While motor gasoline is experiencing an uptick in demand, jet fuel, which contributes nearly 10% of global oil demand is an important piece of the puzzle that has yet to show much of a recovery. Consumption is well below normal as the bulk of consumers remain reluctant to fly. According to the EIA, U.S. jet fuel demand is still down almost 60% y/y, and the Transportation Security Administration’s daily passenger throughput shows traffic over 90% below pre-crisis levels. The International Air Transport Association does not expect to see air travel traffic return to 2019 levels until 2023.
While overall demand has shifted in a positive direction, the path forward depends on two factors that are unknowable at this point: first, the pace of economic recovery, which depends on the development of vaccines and medical treatment and whether the reopening of economies is successful (i.e., does not lead to a second wave of new cases); and second, whether the pandemic permanently alters the behaviors and processes of consumers and businesses in a way that requires less physical travel and hence structurally lowers demand for fuel. Until we have further clarity on these two points, it will be difficult to surmise the path ahead for oil.
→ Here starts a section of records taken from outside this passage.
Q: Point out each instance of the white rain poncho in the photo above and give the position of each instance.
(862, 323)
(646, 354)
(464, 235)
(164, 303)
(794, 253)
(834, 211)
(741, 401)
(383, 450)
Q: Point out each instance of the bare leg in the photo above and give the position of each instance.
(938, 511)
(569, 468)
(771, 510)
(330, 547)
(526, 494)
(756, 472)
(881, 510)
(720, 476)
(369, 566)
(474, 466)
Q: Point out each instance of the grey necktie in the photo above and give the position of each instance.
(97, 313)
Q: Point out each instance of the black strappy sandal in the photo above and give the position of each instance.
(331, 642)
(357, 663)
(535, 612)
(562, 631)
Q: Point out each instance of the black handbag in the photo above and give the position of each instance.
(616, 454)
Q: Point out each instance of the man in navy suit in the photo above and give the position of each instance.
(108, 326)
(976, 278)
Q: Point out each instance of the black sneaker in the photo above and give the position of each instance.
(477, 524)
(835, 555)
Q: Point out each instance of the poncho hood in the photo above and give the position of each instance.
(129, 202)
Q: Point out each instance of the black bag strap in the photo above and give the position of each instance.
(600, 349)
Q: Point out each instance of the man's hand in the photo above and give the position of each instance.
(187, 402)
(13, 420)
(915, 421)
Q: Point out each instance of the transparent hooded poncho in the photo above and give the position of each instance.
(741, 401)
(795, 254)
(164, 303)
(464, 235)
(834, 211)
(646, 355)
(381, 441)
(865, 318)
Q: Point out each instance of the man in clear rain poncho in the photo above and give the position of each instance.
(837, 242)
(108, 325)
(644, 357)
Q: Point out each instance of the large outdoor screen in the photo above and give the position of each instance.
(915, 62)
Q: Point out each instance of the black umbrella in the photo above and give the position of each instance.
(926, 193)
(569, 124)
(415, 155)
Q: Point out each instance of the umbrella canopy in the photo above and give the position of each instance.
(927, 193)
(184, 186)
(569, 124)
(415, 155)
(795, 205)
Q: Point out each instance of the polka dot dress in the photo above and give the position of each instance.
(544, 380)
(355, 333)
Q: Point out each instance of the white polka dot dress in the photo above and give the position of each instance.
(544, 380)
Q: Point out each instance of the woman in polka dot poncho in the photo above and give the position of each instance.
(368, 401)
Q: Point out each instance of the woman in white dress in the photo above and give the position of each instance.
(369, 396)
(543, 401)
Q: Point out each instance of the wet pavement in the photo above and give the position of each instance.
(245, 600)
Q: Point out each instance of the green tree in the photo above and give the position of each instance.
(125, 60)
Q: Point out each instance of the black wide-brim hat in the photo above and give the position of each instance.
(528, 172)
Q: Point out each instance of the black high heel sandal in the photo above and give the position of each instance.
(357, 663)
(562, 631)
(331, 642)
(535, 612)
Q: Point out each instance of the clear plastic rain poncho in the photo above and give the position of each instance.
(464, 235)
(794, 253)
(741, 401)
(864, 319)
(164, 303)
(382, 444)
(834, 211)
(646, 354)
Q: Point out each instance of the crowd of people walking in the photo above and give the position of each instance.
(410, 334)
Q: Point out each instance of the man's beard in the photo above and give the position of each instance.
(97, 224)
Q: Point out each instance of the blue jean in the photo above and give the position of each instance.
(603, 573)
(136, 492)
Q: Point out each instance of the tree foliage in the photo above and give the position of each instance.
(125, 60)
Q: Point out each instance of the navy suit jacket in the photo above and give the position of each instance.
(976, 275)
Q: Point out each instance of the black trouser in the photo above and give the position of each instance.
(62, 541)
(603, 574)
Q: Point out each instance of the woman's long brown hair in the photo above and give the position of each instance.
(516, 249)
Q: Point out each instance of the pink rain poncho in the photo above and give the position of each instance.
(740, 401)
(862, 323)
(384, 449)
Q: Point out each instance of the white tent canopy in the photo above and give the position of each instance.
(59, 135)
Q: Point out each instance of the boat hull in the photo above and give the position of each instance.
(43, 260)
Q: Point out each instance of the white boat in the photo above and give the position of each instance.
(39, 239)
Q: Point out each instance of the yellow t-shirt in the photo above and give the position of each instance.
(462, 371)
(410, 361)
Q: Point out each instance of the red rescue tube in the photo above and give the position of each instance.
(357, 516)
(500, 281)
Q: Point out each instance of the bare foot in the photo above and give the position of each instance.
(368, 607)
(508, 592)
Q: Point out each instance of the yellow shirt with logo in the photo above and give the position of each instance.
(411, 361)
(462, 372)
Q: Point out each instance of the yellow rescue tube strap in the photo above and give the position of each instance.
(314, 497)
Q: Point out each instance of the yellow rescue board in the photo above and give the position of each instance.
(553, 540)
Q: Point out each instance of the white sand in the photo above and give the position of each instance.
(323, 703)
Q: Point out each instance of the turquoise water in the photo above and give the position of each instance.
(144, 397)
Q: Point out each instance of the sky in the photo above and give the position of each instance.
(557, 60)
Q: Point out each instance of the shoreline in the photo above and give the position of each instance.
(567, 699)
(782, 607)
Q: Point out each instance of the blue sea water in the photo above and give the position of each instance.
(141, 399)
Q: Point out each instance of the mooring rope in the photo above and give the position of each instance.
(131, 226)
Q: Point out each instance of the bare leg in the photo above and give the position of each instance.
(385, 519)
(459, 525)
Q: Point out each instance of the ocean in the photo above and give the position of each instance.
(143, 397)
Recent improvement in consumption and larger-than-expected drawdowns in global production have helped oil prices rebound sharply from April lows. Stabilization in the price of oil is helpful for overall market stability and may also be a sign that the worst of the oil demand shock is behind us. However, the future for oil and commodities more broadly depends heavily on the path of recovery from COVID-19 and when economies revert to pre-pandemic levels of activity – both of which are unpredictable at this point. At this time we hold an underweight to commodities in client portfolios and an equal-weight to energy in our sector strategy.
[i] Energy Information Administration (EIA), Joint Organizations Data Initiative (JODI). Data as of March 2020.